If there is more than one way to skin a nine-lived cat, there are ten times more ways to finish a wooden stock. That is a good thing. Like snowflakes, no two stock blanks are exactly alike. How could there be only one way to do this job?
by Wendell Dwight Deaner
I can imagine as soon as firearms were invented that the first hunter to carry one concocted some way of dressing up the stock to make it more to his liking. There are tales of boiling berries, crushed walnut hulls, whale oil, and “more things in heaven and earth, Horatio, than are dreamed of in your philosophy.” (Hamlet: Act 1, Scene 5. My apologies to The Bard.)

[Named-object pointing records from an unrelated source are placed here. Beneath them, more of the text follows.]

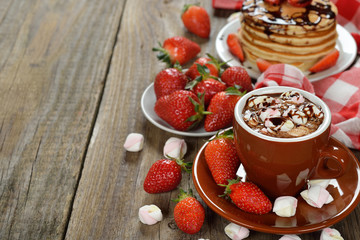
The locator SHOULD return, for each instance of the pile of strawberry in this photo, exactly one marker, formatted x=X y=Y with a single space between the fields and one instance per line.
x=223 y=162
x=203 y=92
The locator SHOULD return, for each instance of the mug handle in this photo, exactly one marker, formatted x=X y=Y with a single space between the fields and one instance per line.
x=333 y=162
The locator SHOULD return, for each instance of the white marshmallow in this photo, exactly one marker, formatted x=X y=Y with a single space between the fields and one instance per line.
x=268 y=113
x=316 y=196
x=285 y=206
x=287 y=126
x=330 y=234
x=321 y=182
x=150 y=214
x=134 y=142
x=236 y=232
x=175 y=148
x=290 y=237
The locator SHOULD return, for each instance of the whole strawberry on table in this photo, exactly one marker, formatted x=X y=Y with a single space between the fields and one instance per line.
x=221 y=157
x=248 y=197
x=189 y=214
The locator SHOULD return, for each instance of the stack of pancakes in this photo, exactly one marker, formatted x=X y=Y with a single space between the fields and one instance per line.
x=286 y=34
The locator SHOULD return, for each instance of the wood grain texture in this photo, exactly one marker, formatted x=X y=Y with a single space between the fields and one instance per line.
x=71 y=77
x=110 y=190
x=53 y=63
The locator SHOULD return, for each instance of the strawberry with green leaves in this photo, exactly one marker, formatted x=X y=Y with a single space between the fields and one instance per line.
x=235 y=47
x=236 y=75
x=248 y=197
x=169 y=80
x=326 y=62
x=210 y=62
x=196 y=20
x=221 y=157
x=165 y=175
x=205 y=84
x=177 y=49
x=222 y=109
x=189 y=214
x=182 y=109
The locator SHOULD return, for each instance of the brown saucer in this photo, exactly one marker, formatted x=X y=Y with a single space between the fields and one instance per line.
x=345 y=191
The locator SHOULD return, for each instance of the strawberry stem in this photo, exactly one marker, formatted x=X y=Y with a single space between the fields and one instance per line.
x=163 y=55
x=200 y=112
x=182 y=195
x=227 y=190
x=235 y=91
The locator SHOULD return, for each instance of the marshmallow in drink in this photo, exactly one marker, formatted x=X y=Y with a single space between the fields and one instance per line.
x=290 y=237
x=285 y=206
x=316 y=196
x=321 y=182
x=236 y=232
x=150 y=214
x=134 y=142
x=175 y=148
x=330 y=234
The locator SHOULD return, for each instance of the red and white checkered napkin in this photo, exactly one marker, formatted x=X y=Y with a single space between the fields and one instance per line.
x=341 y=92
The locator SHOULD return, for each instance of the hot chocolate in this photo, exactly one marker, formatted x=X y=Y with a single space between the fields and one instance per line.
x=285 y=115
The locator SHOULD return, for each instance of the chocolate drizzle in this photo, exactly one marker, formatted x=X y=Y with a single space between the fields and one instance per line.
x=310 y=15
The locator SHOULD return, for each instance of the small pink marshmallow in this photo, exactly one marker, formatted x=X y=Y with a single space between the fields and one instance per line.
x=316 y=196
x=285 y=206
x=134 y=142
x=150 y=214
x=175 y=148
x=290 y=237
x=330 y=234
x=236 y=232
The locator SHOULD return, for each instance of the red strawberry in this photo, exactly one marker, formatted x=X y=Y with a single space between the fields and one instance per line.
x=169 y=80
x=177 y=49
x=192 y=72
x=237 y=76
x=196 y=20
x=299 y=3
x=262 y=64
x=164 y=175
x=205 y=84
x=210 y=87
x=222 y=109
x=235 y=46
x=326 y=62
x=189 y=214
x=273 y=2
x=181 y=109
x=221 y=157
x=356 y=36
x=248 y=197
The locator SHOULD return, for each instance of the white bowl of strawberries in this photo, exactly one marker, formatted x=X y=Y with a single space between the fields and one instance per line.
x=198 y=101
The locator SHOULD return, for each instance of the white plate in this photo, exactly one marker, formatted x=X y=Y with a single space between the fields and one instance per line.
x=148 y=100
x=345 y=44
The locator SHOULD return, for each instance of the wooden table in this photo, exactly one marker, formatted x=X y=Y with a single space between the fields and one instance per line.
x=71 y=77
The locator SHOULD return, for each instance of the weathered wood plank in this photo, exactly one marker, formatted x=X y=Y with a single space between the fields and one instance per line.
x=53 y=64
x=110 y=190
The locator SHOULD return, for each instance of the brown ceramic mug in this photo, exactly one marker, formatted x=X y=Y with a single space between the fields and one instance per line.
x=282 y=166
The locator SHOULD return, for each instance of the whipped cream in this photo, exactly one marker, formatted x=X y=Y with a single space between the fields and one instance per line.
x=289 y=114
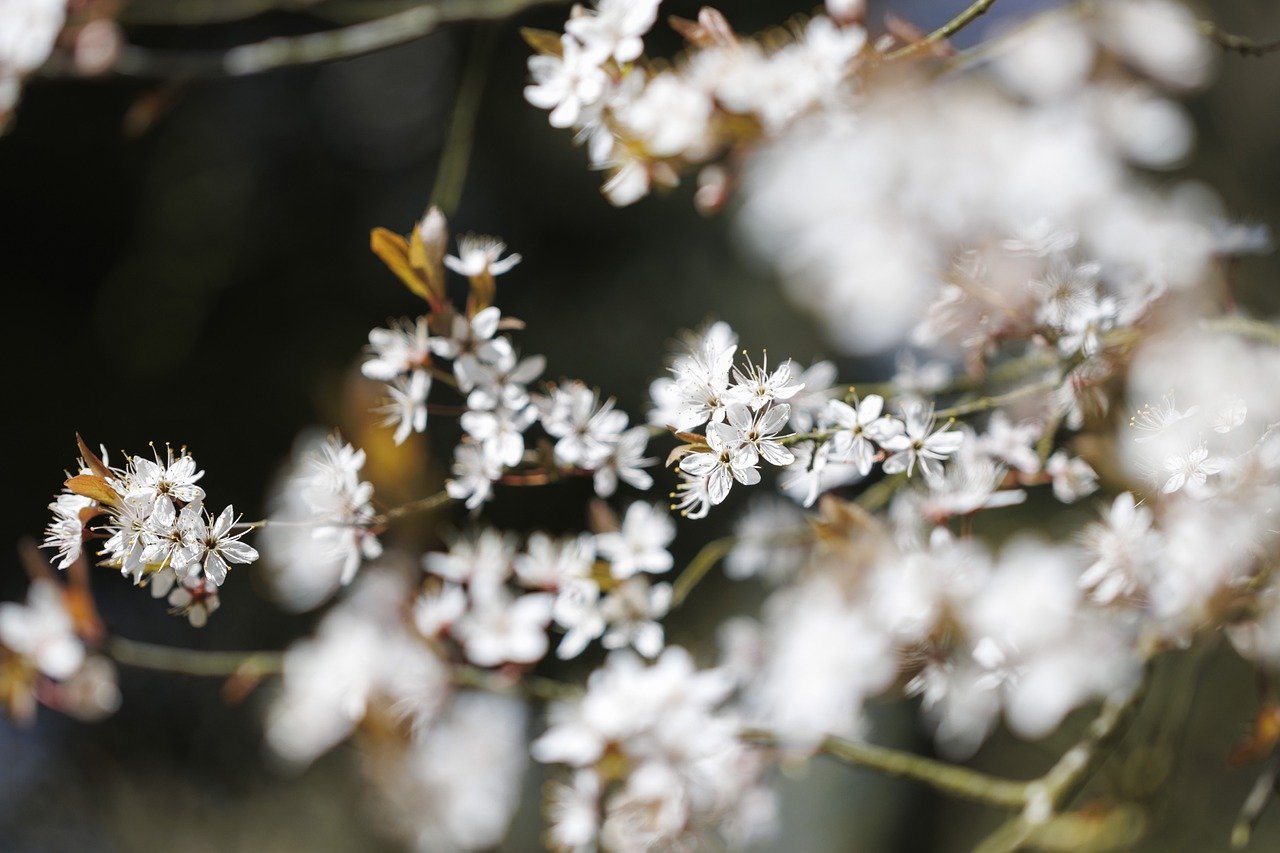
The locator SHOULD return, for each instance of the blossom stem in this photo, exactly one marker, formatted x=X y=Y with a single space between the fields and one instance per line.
x=192 y=661
x=533 y=687
x=996 y=401
x=944 y=32
x=703 y=561
x=283 y=51
x=951 y=779
x=1256 y=803
x=209 y=664
x=1055 y=788
x=1246 y=328
x=421 y=505
x=1242 y=45
x=456 y=155
x=1065 y=779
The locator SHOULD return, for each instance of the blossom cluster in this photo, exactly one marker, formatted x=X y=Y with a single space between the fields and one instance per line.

Indians, early trappers, and mountain men adorned their firearms with brass tacks, feathers and deer skin. This business of “my rifle is the nicest one in camp” has been going on a long time and continues to this day. All of us appreciate a finely finished firearm but what that is depends on who is doing the appreciating. I have seen a stock finished by having crushed eggshells glued onto it. To my eyes, it was a horror and blasphemy but the owner was very proud of it. So be it. Let us begin.
I freely admit to having copied the techniques and methods of the finishers who came before me, some masters of the craft, others unknown and unheralded. I continue to try and learn from any and all that I admire. From these parts I have created a whole process that works for me. That is what I will present in this article hoping to add one more idea to your own personal repertoire.